A JSON framework that deserialize the JSON string/data directly into Objective-C objects, as opposed to NSDictionary and NSArray in others.
Unlike RestKit, which requires the declaration of the Object Mapping, YAJL-Entity requires no such configuration. Property names are automatically mapped, with the snake-cased and camel-cased conversion. The type of the nested object is determined by the declared type of the property in the ObjC class. For the array, additional configuration is required, which is fairly simple. See the Short Demo section.
I've been using this for several years. Every commercial project created by me is depending on this. It has been battle tested for long.
Swift classes are NOT supported currently (no reflection API available yet). However, you can just write your model classes in Objective-C.
By doing so, this library works fine in Swift era.
CocoaPods preferred now. In your Podfile
:
pod 'YAJL-Entity', git: "https://github.com/Xenofex/YAJL-Entity.git", tag: "v1.1"

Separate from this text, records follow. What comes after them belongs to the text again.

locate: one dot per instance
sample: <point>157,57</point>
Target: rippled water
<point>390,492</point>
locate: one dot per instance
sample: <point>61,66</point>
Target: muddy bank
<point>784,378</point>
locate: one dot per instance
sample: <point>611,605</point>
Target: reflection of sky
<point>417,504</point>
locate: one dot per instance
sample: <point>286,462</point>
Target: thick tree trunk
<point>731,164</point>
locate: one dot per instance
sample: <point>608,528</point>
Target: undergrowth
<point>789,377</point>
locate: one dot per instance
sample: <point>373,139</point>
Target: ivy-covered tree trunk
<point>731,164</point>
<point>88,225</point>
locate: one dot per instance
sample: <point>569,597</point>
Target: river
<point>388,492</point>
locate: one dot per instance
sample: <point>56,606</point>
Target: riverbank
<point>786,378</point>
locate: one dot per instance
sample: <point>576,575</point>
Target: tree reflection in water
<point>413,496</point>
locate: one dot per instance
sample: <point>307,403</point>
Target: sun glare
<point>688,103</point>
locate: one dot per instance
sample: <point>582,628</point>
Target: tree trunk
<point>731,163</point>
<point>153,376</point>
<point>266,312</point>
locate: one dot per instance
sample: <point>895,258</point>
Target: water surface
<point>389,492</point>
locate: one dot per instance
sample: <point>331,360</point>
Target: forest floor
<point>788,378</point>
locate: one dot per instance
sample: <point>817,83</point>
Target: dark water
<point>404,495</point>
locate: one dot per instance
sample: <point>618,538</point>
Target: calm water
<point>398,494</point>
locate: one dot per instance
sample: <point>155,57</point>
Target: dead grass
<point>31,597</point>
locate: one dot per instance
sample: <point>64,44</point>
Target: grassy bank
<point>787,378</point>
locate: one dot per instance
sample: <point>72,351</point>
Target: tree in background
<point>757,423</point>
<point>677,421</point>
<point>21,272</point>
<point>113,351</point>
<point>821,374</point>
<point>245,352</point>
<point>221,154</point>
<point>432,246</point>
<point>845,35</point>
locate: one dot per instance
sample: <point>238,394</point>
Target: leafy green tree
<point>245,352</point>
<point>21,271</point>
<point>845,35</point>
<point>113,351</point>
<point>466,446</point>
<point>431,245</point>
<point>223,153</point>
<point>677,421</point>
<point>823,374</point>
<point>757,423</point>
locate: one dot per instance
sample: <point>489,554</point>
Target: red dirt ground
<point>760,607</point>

Checkout the tests in this project. In YAJL_EntityTest.m
:
NSString *path = [[NSBundle mainBundle] pathForResource:@"my-entity.json" ofType:nil];
NSData *data = [NSData dataWithContentsOfFile:path];
// Deserialization
MyEntity *entity = [data objectFromJSONOfType:[MyEntity class]];
// Serialization.
// You have to implement - (id)JSON method in your entity class. This is easy to do. See the next section.
NSString *jsonString = [entity yajl_JSONString];
In MyEntity.m
, the following code:
// A informal protocol. By default it simply calls [self init
// Override this only if your class has properties to be deserialzed which are NSArray or NSMutableArray
- (id)initForYAJL
{
if ((self = [super initForYAJL])) {
// Assign the class object to the array property as a hint.
// It will be safely removed after the deserialization process.
self.addresses = (NSArray *)[MyAddress class];
}
return self;
}
is required to make the array work.
By looking into the defination of the class MyEntity you can find that it has 2 array properties, one of which contains custom objects while the other contains primitives, and one property of other model class. So this is enough for most of the situations.
Conventionally the names in Objective-C are camel-cased. Snake-cased names from other languages can be automatically converted.
In order to support serializing an object to JSON string, you have to implement - (id)JSON
method. Here is a sample which you can add to your common superclass of your entities.
- (id)JSON
{
return [self dictionaryOfProperyties];
}
the - (id)JSON
method is required by the YAJL framework to serialize the object. It should return the json reprensentation of itself in NSArray
or NSDictionary
. The - (NSDictionary *)dictionaryOfProperty
method is provided by YAJL-Entity which can make a NSDictionary
containing all the properies and values of this project. Usually, you can have this method in the common parent class of all your models.
For the generated names of the json string's properties, they are same as the ones in the ObjC class. If you want it snake-cased, you can use - (NSDictionary *)dictionaryOfProperytiesWithOption:
instead.
Currently YAJL-Entity doesn't support nested arrays. Fortunately this is not commonly used.